Fehldiagnosen stellen ein ernsthaftes Problem im Gesundheitswesen dar, wobei bis zu 15 Prozent der Patienten betroffen sind. Besonders in Notaufnahmen, wo Ärzte unter hohem Zeitdruck arbeiten, erhofft man sich durch den Einsatz von Künstlicher Intelligenz (KI) eine Verbesserung der Diagnosequalität. Ein Forschungsteam unter der Leitung des Inselspitals und der Universität Bern hat nun in einer weltweit ersten Studie untersucht, ob ein KI-basiertes Diagnosesystem die Qualität der Diagnosestellung in der Akutmedizin verbessern kann.

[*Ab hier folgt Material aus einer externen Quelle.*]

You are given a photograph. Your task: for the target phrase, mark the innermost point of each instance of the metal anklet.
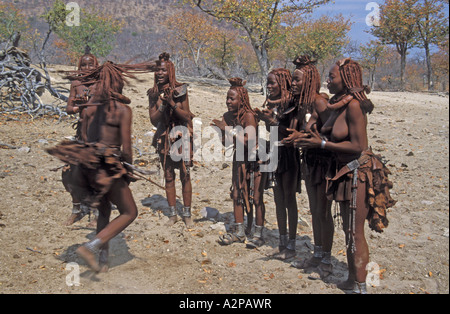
(172, 211)
(93, 245)
(186, 212)
(318, 251)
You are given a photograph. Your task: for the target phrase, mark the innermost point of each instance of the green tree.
(55, 18)
(371, 54)
(320, 38)
(398, 26)
(96, 30)
(432, 27)
(12, 22)
(260, 20)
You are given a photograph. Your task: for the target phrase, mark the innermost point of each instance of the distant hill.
(139, 15)
(142, 32)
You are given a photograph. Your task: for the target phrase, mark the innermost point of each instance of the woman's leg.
(169, 175)
(120, 195)
(358, 260)
(187, 197)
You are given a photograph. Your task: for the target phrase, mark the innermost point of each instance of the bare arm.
(357, 128)
(125, 134)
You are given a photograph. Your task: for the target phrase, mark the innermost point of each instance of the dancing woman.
(101, 156)
(80, 92)
(282, 112)
(360, 182)
(248, 182)
(169, 110)
(316, 163)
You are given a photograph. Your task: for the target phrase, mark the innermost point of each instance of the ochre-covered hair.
(311, 83)
(110, 79)
(88, 54)
(351, 74)
(165, 57)
(238, 85)
(284, 80)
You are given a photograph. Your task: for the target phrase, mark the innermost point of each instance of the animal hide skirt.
(374, 174)
(94, 169)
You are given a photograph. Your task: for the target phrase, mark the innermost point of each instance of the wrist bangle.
(232, 133)
(162, 108)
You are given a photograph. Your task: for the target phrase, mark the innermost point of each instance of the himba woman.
(102, 154)
(239, 125)
(316, 163)
(283, 111)
(169, 109)
(360, 181)
(80, 93)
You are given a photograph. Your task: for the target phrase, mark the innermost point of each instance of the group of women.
(321, 141)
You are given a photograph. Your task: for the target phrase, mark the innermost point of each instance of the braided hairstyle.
(284, 80)
(110, 79)
(87, 53)
(351, 74)
(237, 84)
(165, 57)
(311, 83)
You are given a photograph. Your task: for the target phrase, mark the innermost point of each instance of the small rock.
(220, 226)
(209, 213)
(24, 150)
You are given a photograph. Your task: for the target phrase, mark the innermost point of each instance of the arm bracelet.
(162, 108)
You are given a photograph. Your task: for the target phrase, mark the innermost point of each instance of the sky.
(355, 9)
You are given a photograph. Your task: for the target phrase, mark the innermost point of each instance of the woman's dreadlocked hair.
(110, 79)
(87, 53)
(352, 78)
(284, 80)
(238, 85)
(311, 83)
(165, 57)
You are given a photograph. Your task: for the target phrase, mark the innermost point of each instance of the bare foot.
(93, 223)
(89, 258)
(103, 260)
(172, 220)
(73, 219)
(188, 222)
(285, 254)
(303, 264)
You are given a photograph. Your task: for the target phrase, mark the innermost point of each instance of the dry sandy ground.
(410, 130)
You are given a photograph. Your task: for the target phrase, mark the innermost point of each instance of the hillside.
(135, 13)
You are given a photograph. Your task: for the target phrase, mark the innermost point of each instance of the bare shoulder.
(354, 109)
(123, 110)
(249, 119)
(320, 103)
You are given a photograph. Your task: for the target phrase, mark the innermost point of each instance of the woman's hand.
(169, 98)
(294, 137)
(220, 124)
(265, 115)
(312, 140)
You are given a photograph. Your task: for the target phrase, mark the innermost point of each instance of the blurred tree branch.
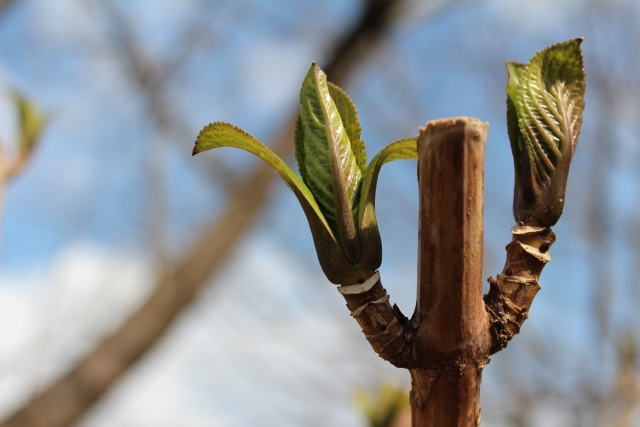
(69, 397)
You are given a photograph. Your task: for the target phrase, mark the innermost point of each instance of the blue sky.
(85, 187)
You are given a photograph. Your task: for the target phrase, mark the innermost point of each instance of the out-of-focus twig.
(68, 398)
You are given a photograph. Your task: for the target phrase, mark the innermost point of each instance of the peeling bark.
(512, 293)
(453, 331)
(388, 331)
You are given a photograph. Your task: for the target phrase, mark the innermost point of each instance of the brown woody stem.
(385, 327)
(511, 295)
(453, 331)
(452, 343)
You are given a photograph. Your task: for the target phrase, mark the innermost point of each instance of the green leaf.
(349, 116)
(298, 140)
(330, 255)
(31, 122)
(514, 71)
(370, 241)
(330, 166)
(548, 102)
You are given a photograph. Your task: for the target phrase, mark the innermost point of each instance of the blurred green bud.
(545, 100)
(337, 189)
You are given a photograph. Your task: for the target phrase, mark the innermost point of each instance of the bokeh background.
(113, 222)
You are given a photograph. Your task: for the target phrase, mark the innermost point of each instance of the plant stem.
(452, 342)
(452, 332)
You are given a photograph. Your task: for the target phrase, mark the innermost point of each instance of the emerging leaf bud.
(545, 100)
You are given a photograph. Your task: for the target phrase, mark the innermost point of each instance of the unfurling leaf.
(371, 244)
(337, 189)
(329, 166)
(221, 134)
(545, 100)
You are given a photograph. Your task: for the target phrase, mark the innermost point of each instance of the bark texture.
(452, 339)
(453, 330)
(511, 295)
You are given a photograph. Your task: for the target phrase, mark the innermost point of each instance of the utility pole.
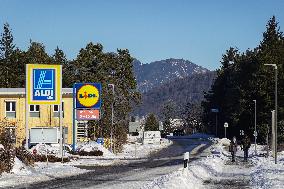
(255, 133)
(112, 115)
(275, 139)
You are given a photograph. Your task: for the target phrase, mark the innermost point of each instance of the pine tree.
(7, 73)
(151, 123)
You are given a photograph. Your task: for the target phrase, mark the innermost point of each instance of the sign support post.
(27, 113)
(74, 118)
(43, 86)
(60, 120)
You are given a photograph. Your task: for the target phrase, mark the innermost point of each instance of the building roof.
(21, 91)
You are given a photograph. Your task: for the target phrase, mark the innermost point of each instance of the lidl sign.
(88, 95)
(43, 83)
(93, 114)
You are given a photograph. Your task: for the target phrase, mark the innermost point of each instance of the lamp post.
(275, 139)
(215, 110)
(112, 115)
(255, 133)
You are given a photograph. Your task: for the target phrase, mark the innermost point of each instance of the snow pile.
(93, 146)
(260, 172)
(20, 168)
(42, 149)
(180, 179)
(139, 150)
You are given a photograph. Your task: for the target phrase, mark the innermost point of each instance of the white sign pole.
(60, 117)
(27, 111)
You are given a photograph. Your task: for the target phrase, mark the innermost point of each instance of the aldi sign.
(43, 83)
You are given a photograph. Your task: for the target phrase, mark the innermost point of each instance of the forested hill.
(179, 91)
(151, 75)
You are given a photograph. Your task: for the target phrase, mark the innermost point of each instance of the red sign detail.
(88, 114)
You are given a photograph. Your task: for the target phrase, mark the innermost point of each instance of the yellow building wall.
(46, 118)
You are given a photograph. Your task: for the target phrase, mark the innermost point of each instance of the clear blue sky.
(199, 31)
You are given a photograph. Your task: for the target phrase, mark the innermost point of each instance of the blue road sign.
(43, 84)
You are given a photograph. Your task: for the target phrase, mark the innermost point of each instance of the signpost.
(216, 111)
(226, 125)
(43, 86)
(86, 104)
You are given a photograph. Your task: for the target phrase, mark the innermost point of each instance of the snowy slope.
(218, 171)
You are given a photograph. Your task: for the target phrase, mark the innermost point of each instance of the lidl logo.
(88, 95)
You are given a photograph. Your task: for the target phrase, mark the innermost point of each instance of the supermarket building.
(13, 109)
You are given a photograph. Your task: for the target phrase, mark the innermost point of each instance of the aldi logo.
(43, 84)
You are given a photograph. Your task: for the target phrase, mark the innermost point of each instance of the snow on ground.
(42, 171)
(218, 170)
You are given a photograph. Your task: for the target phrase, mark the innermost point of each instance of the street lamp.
(112, 115)
(255, 133)
(215, 110)
(275, 139)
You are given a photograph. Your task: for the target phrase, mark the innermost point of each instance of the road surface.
(133, 175)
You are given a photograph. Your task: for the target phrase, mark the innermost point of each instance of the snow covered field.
(42, 171)
(217, 171)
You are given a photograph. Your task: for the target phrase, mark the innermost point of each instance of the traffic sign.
(88, 95)
(43, 83)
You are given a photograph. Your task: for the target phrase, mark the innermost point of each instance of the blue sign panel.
(88, 95)
(44, 85)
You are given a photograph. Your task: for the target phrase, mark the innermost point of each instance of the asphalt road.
(133, 175)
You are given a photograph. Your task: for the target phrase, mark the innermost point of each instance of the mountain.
(179, 91)
(151, 75)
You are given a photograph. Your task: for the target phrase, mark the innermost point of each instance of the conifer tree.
(151, 123)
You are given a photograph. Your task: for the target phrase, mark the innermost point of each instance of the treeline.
(179, 92)
(90, 65)
(243, 78)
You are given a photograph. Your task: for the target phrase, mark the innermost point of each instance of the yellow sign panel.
(88, 95)
(43, 83)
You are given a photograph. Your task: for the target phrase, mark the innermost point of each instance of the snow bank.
(139, 150)
(92, 146)
(260, 172)
(180, 179)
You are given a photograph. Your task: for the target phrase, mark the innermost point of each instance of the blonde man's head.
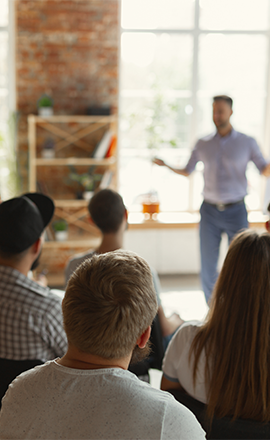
(109, 303)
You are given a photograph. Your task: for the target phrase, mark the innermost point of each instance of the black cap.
(22, 221)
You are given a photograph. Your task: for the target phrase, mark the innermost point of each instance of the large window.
(175, 56)
(8, 163)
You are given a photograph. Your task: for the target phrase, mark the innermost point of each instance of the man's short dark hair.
(225, 98)
(107, 210)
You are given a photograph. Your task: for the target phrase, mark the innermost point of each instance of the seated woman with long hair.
(225, 361)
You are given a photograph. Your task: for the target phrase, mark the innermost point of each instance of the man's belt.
(223, 206)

Die Studie, deren Ergebnisse in «The Lancet Digital Health» veröffentlicht wurden, umfasste 1204 Patienten mit unspezifischen Beschwerden, die zwischen Juni 2022 und Juni 2023 in vier Schweizer Notaufnahmen behandelt wurden. Während der Interventionsphasen setzten die Ärzte das KI-basierte System «Isabel Pro» ein; in den Kontrollphasen erfolgten Diagnosen ohne technische Hilfsmittel. Die Qualität der Diagnosen wurde anhand von Kriterien wie ungeplanter medizinischer Nachsorge, nachträglichen Diagnoseänderungen, unerwarteten Intensivaufnahmen und Todesfällen innerhalb von 14 Tagen bewertet.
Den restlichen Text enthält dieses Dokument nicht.